In ancient Ireland the men of learning were esteemed beyond all other classes; all the great ollaves and professors and poets held the very highest social position, and took precedence of the nobles, and ranked next to royalty.
. . .
Now Irusan [King of the Cats] heard these words in his cave, and he said to his daughter, Sharp-tooth: “Seanchan has satirized me, but I will be avenged.”
“Nay, father,” she said, “bring him here alive, that we may all take our revenge.”
“I shall go then and bring him,” said Irusan; “so send thy brothers after me.”

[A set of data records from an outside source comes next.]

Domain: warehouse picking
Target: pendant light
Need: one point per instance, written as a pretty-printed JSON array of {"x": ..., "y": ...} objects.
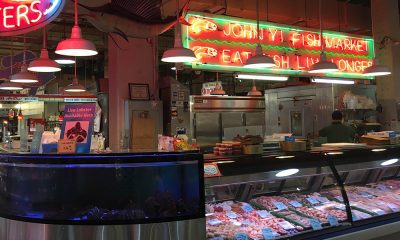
[
  {"x": 218, "y": 88},
  {"x": 178, "y": 53},
  {"x": 75, "y": 86},
  {"x": 24, "y": 76},
  {"x": 376, "y": 69},
  {"x": 76, "y": 45},
  {"x": 44, "y": 63},
  {"x": 259, "y": 60},
  {"x": 254, "y": 91},
  {"x": 7, "y": 85},
  {"x": 323, "y": 66}
]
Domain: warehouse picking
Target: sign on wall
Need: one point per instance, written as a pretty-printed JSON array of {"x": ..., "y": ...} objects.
[
  {"x": 22, "y": 16},
  {"x": 225, "y": 43}
]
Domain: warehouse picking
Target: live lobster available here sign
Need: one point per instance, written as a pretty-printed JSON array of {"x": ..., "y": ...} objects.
[{"x": 22, "y": 16}]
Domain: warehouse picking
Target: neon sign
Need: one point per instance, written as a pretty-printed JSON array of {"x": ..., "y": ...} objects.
[
  {"x": 22, "y": 16},
  {"x": 225, "y": 43}
]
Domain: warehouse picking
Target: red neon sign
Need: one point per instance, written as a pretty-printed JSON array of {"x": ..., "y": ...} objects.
[
  {"x": 22, "y": 16},
  {"x": 225, "y": 43}
]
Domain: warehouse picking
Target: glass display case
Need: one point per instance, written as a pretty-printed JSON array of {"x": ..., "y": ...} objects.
[{"x": 303, "y": 195}]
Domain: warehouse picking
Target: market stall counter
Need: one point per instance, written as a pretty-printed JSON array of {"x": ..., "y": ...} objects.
[
  {"x": 318, "y": 194},
  {"x": 102, "y": 196}
]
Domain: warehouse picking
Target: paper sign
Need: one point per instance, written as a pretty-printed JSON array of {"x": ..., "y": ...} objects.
[
  {"x": 241, "y": 236},
  {"x": 332, "y": 219},
  {"x": 263, "y": 214},
  {"x": 295, "y": 204},
  {"x": 268, "y": 233},
  {"x": 312, "y": 200},
  {"x": 315, "y": 224},
  {"x": 66, "y": 146},
  {"x": 78, "y": 125},
  {"x": 280, "y": 206},
  {"x": 211, "y": 170}
]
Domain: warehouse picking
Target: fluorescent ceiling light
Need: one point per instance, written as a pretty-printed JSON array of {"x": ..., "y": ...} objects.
[
  {"x": 284, "y": 157},
  {"x": 287, "y": 172},
  {"x": 379, "y": 150},
  {"x": 332, "y": 80},
  {"x": 259, "y": 60},
  {"x": 262, "y": 77},
  {"x": 390, "y": 162},
  {"x": 76, "y": 45}
]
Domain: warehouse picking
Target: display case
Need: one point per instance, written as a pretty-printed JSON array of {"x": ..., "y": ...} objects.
[
  {"x": 128, "y": 190},
  {"x": 304, "y": 195}
]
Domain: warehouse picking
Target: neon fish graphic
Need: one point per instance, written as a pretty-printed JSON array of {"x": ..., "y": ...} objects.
[
  {"x": 201, "y": 24},
  {"x": 204, "y": 52}
]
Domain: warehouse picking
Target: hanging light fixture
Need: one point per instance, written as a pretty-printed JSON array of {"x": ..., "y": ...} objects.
[
  {"x": 259, "y": 60},
  {"x": 218, "y": 88},
  {"x": 7, "y": 85},
  {"x": 75, "y": 86},
  {"x": 76, "y": 45},
  {"x": 24, "y": 76},
  {"x": 323, "y": 66},
  {"x": 254, "y": 91},
  {"x": 44, "y": 63},
  {"x": 178, "y": 53}
]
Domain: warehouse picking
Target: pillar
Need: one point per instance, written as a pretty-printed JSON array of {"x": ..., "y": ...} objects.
[
  {"x": 128, "y": 62},
  {"x": 385, "y": 19}
]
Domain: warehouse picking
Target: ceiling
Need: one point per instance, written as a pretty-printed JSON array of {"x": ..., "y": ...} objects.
[{"x": 341, "y": 15}]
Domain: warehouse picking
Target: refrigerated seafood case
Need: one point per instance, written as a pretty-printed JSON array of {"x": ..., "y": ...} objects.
[{"x": 305, "y": 195}]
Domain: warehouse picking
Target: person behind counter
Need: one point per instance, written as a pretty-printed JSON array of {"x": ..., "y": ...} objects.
[{"x": 337, "y": 132}]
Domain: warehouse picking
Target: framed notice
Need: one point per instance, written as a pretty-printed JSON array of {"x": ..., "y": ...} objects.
[{"x": 139, "y": 91}]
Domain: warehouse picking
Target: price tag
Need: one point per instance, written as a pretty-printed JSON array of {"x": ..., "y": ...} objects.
[
  {"x": 393, "y": 207},
  {"x": 211, "y": 170},
  {"x": 231, "y": 215},
  {"x": 280, "y": 206},
  {"x": 213, "y": 222},
  {"x": 378, "y": 211},
  {"x": 322, "y": 199},
  {"x": 286, "y": 225},
  {"x": 247, "y": 208},
  {"x": 295, "y": 204},
  {"x": 263, "y": 214},
  {"x": 315, "y": 224},
  {"x": 366, "y": 194},
  {"x": 245, "y": 222},
  {"x": 268, "y": 233},
  {"x": 312, "y": 200},
  {"x": 241, "y": 236},
  {"x": 340, "y": 198},
  {"x": 333, "y": 221}
]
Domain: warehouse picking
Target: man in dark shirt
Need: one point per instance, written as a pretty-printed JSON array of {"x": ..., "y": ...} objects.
[{"x": 337, "y": 132}]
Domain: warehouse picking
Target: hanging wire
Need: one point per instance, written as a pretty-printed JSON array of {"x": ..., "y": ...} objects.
[
  {"x": 320, "y": 27},
  {"x": 258, "y": 22}
]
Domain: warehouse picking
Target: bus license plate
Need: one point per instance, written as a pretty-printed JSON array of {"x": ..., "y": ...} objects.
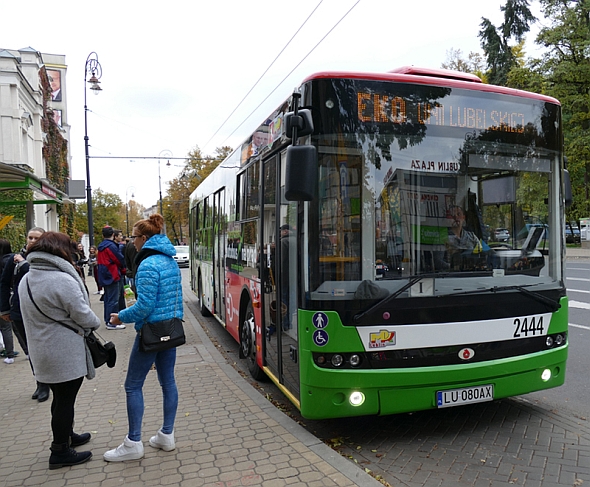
[{"x": 467, "y": 395}]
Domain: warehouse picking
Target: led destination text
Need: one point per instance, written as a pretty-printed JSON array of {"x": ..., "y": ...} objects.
[{"x": 379, "y": 108}]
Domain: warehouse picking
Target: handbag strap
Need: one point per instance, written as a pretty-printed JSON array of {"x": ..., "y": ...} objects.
[{"x": 49, "y": 317}]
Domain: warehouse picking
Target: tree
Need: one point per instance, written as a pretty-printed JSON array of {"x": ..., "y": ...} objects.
[
  {"x": 499, "y": 55},
  {"x": 176, "y": 203},
  {"x": 566, "y": 67},
  {"x": 106, "y": 210},
  {"x": 474, "y": 63}
]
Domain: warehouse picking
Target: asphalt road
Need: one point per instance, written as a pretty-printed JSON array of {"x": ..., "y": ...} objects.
[
  {"x": 574, "y": 396},
  {"x": 397, "y": 448}
]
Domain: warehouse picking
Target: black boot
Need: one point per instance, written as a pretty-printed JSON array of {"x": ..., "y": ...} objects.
[
  {"x": 79, "y": 440},
  {"x": 36, "y": 393},
  {"x": 43, "y": 392},
  {"x": 64, "y": 456}
]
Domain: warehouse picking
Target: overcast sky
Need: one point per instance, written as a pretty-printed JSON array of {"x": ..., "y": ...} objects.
[{"x": 174, "y": 71}]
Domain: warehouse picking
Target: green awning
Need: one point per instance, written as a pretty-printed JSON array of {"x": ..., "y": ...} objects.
[{"x": 15, "y": 177}]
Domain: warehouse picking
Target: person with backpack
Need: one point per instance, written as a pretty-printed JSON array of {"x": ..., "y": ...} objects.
[
  {"x": 111, "y": 269},
  {"x": 6, "y": 326}
]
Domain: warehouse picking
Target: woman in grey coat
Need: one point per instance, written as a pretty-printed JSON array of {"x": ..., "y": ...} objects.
[{"x": 53, "y": 291}]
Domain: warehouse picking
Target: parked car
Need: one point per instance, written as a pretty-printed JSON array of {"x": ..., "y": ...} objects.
[
  {"x": 572, "y": 234},
  {"x": 182, "y": 255},
  {"x": 501, "y": 235}
]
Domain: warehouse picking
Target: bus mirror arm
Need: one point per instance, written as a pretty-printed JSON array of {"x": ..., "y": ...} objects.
[
  {"x": 568, "y": 188},
  {"x": 301, "y": 160},
  {"x": 298, "y": 123}
]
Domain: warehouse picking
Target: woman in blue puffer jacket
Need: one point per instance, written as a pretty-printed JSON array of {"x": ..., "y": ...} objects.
[{"x": 159, "y": 297}]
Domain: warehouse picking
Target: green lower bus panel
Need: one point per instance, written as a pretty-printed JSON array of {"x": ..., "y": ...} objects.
[{"x": 378, "y": 392}]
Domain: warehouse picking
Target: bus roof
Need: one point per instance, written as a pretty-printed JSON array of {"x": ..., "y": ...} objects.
[{"x": 437, "y": 77}]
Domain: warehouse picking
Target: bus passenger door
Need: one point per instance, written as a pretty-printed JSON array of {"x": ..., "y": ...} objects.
[
  {"x": 219, "y": 228},
  {"x": 267, "y": 261},
  {"x": 279, "y": 265}
]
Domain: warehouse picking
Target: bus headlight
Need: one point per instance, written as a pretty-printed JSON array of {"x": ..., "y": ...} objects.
[{"x": 356, "y": 398}]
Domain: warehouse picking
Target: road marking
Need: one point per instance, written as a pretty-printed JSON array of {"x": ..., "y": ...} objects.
[
  {"x": 578, "y": 291},
  {"x": 580, "y": 326}
]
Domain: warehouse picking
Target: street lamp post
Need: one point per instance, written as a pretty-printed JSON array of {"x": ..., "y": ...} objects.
[
  {"x": 94, "y": 69},
  {"x": 127, "y": 205},
  {"x": 166, "y": 154}
]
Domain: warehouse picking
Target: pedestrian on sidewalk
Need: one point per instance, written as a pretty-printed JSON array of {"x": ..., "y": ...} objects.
[
  {"x": 6, "y": 325},
  {"x": 159, "y": 297},
  {"x": 14, "y": 270},
  {"x": 111, "y": 269},
  {"x": 53, "y": 292}
]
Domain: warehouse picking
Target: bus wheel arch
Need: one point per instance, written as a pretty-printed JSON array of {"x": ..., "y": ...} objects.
[{"x": 248, "y": 337}]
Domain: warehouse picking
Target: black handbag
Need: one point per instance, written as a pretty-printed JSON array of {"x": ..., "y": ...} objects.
[
  {"x": 101, "y": 353},
  {"x": 162, "y": 335}
]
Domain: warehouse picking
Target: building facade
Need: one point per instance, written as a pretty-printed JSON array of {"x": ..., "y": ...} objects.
[{"x": 25, "y": 134}]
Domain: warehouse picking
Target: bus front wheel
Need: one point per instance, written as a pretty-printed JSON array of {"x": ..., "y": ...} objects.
[{"x": 248, "y": 343}]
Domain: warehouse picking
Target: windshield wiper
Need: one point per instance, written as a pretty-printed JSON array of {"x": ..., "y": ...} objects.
[
  {"x": 356, "y": 318},
  {"x": 551, "y": 303}
]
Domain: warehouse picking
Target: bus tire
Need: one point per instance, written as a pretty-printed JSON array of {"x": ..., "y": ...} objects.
[
  {"x": 202, "y": 308},
  {"x": 248, "y": 343}
]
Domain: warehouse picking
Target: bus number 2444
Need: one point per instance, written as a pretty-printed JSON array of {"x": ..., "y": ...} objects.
[{"x": 528, "y": 326}]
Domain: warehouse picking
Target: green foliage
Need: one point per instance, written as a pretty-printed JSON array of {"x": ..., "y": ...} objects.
[
  {"x": 55, "y": 146},
  {"x": 15, "y": 231},
  {"x": 500, "y": 56},
  {"x": 107, "y": 209},
  {"x": 566, "y": 67},
  {"x": 176, "y": 203}
]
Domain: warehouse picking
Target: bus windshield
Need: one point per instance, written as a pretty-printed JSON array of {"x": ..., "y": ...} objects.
[{"x": 449, "y": 187}]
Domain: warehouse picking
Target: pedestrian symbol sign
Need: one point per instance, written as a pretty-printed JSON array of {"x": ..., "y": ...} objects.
[{"x": 320, "y": 320}]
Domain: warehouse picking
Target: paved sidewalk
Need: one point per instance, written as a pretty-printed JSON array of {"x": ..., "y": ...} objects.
[{"x": 227, "y": 434}]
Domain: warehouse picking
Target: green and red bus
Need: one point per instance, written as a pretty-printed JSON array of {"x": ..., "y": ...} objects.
[{"x": 391, "y": 242}]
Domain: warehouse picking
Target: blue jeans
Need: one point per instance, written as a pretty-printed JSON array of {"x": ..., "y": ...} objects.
[
  {"x": 111, "y": 300},
  {"x": 140, "y": 364}
]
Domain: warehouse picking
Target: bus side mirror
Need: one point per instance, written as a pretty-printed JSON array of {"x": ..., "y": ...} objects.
[
  {"x": 302, "y": 121},
  {"x": 301, "y": 173},
  {"x": 569, "y": 199}
]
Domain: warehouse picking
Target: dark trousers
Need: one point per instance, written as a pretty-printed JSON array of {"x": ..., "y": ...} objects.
[
  {"x": 122, "y": 304},
  {"x": 111, "y": 300},
  {"x": 62, "y": 409},
  {"x": 7, "y": 338}
]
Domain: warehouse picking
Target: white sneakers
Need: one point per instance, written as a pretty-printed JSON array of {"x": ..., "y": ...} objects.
[
  {"x": 163, "y": 441},
  {"x": 133, "y": 450},
  {"x": 128, "y": 450}
]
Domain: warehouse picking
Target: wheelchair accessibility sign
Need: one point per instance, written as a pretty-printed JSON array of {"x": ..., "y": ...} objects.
[
  {"x": 320, "y": 338},
  {"x": 320, "y": 320}
]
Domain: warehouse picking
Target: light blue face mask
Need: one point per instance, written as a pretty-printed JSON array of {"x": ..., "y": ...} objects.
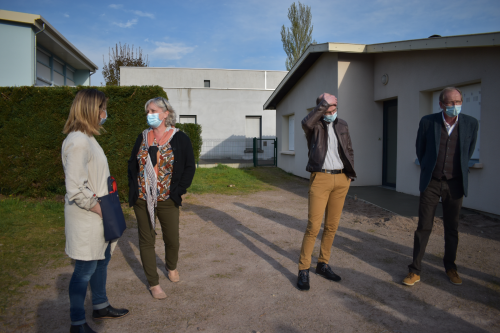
[
  {"x": 453, "y": 111},
  {"x": 330, "y": 118},
  {"x": 154, "y": 120},
  {"x": 103, "y": 120}
]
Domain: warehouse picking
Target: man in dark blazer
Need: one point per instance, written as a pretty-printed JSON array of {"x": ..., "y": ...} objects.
[{"x": 445, "y": 144}]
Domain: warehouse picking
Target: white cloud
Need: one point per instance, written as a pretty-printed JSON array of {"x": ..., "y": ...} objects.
[
  {"x": 139, "y": 13},
  {"x": 126, "y": 25},
  {"x": 171, "y": 51}
]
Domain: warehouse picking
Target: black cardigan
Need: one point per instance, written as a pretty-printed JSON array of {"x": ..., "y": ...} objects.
[{"x": 182, "y": 174}]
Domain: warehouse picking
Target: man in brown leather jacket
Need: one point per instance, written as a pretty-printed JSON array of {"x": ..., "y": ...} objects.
[{"x": 331, "y": 163}]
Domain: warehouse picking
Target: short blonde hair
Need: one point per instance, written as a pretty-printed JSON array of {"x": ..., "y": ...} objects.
[
  {"x": 84, "y": 112},
  {"x": 163, "y": 104}
]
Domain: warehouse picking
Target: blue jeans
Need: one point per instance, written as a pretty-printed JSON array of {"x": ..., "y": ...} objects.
[{"x": 93, "y": 272}]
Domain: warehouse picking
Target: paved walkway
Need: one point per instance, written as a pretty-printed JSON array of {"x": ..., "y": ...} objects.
[{"x": 397, "y": 202}]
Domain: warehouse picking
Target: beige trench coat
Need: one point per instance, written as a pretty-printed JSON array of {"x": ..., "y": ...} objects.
[{"x": 86, "y": 171}]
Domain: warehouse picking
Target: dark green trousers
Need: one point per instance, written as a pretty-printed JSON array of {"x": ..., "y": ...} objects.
[{"x": 168, "y": 214}]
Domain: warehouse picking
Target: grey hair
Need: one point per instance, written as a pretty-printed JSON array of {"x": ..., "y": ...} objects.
[
  {"x": 163, "y": 104},
  {"x": 447, "y": 89}
]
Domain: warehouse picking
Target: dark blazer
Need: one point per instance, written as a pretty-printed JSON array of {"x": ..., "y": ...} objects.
[
  {"x": 182, "y": 174},
  {"x": 428, "y": 137}
]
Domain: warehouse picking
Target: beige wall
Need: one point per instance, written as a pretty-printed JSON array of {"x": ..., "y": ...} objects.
[{"x": 413, "y": 76}]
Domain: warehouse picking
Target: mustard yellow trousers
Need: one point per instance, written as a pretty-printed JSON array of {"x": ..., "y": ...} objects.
[{"x": 327, "y": 194}]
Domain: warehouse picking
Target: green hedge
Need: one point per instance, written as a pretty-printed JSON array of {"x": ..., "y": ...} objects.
[{"x": 31, "y": 123}]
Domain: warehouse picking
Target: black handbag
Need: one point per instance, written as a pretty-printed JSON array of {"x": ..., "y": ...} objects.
[{"x": 112, "y": 214}]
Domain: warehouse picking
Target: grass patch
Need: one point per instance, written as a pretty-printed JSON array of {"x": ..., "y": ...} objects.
[
  {"x": 31, "y": 236},
  {"x": 249, "y": 180}
]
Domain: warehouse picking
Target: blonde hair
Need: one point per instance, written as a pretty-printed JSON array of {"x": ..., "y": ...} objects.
[
  {"x": 165, "y": 105},
  {"x": 84, "y": 112}
]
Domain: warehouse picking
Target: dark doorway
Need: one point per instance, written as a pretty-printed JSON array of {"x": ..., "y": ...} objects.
[{"x": 390, "y": 143}]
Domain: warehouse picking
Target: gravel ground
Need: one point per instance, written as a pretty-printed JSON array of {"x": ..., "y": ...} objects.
[{"x": 238, "y": 269}]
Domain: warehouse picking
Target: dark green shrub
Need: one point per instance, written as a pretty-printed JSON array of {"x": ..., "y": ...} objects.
[
  {"x": 194, "y": 133},
  {"x": 31, "y": 123}
]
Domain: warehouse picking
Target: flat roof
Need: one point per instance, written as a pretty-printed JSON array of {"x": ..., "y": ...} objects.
[
  {"x": 51, "y": 39},
  {"x": 313, "y": 52}
]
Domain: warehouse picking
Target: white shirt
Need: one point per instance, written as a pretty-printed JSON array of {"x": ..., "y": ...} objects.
[
  {"x": 449, "y": 128},
  {"x": 332, "y": 159}
]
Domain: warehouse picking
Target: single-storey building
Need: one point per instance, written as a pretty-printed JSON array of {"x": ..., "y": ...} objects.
[
  {"x": 33, "y": 52},
  {"x": 383, "y": 91},
  {"x": 227, "y": 104}
]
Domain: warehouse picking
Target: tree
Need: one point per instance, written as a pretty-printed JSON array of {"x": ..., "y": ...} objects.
[
  {"x": 297, "y": 38},
  {"x": 121, "y": 56}
]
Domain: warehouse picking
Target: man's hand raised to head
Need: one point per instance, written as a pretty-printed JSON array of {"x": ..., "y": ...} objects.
[{"x": 330, "y": 99}]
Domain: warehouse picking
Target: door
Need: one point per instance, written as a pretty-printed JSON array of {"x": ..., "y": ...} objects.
[{"x": 390, "y": 151}]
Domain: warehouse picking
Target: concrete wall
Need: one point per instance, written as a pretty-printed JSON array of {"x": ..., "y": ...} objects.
[
  {"x": 321, "y": 77},
  {"x": 413, "y": 77},
  {"x": 220, "y": 109},
  {"x": 16, "y": 54}
]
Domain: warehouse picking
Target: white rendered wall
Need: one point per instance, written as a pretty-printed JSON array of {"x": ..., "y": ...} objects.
[
  {"x": 320, "y": 78},
  {"x": 413, "y": 78},
  {"x": 220, "y": 109}
]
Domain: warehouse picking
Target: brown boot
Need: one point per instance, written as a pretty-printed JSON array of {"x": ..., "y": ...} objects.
[
  {"x": 454, "y": 278},
  {"x": 157, "y": 292},
  {"x": 173, "y": 275},
  {"x": 411, "y": 279}
]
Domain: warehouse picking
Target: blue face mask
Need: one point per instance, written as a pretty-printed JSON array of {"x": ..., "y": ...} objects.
[
  {"x": 154, "y": 120},
  {"x": 330, "y": 118},
  {"x": 103, "y": 120},
  {"x": 453, "y": 111}
]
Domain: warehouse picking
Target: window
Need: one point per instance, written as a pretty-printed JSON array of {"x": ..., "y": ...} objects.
[
  {"x": 471, "y": 106},
  {"x": 187, "y": 119},
  {"x": 253, "y": 129}
]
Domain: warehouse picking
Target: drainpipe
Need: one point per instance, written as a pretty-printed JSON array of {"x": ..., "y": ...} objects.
[{"x": 34, "y": 54}]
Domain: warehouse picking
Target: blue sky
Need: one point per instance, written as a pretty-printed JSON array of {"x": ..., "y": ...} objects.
[{"x": 246, "y": 34}]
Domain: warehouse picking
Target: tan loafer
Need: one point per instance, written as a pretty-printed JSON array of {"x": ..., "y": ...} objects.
[
  {"x": 173, "y": 275},
  {"x": 157, "y": 292}
]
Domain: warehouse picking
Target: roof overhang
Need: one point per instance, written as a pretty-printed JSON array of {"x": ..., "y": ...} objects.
[
  {"x": 51, "y": 39},
  {"x": 313, "y": 52}
]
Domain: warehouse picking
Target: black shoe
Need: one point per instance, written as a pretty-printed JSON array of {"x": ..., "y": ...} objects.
[
  {"x": 84, "y": 328},
  {"x": 326, "y": 271},
  {"x": 303, "y": 280},
  {"x": 109, "y": 312}
]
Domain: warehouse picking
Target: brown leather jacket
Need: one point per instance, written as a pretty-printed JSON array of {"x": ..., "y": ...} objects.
[{"x": 317, "y": 140}]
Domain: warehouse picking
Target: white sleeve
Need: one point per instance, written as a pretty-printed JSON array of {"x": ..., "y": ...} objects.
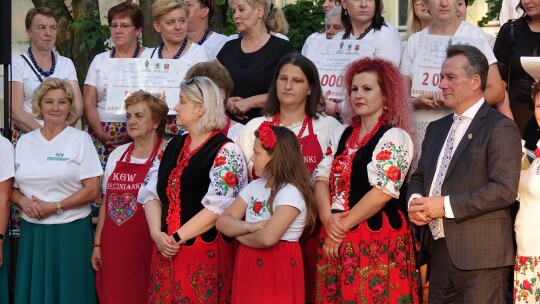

Now when it was told to Seanchan that the King of the Cats was on his way to come and kill him, he was timorous, and besought Guaire and all the nobles to stand by and protect him. And before long a vibrating, impressive, impetuous sound was heard, like a raging tempest of fire in full blaze. And when the cat appeared he seemed to them of the size of a bullock; and this was his appearance–rapacious, panting, jagged-eared, snub-nosed, sharp-toothed, nimble, angry, vindictive, glare-eyed, terrible, sharp-clawed. Such was his similitude. But he passed on amongst them, not minding till he came to Seanchan; and him he seized by the arm and jerked him up on his back, and made off the way he came before any one could touch him; for he had no other object in view but to get hold of the poet.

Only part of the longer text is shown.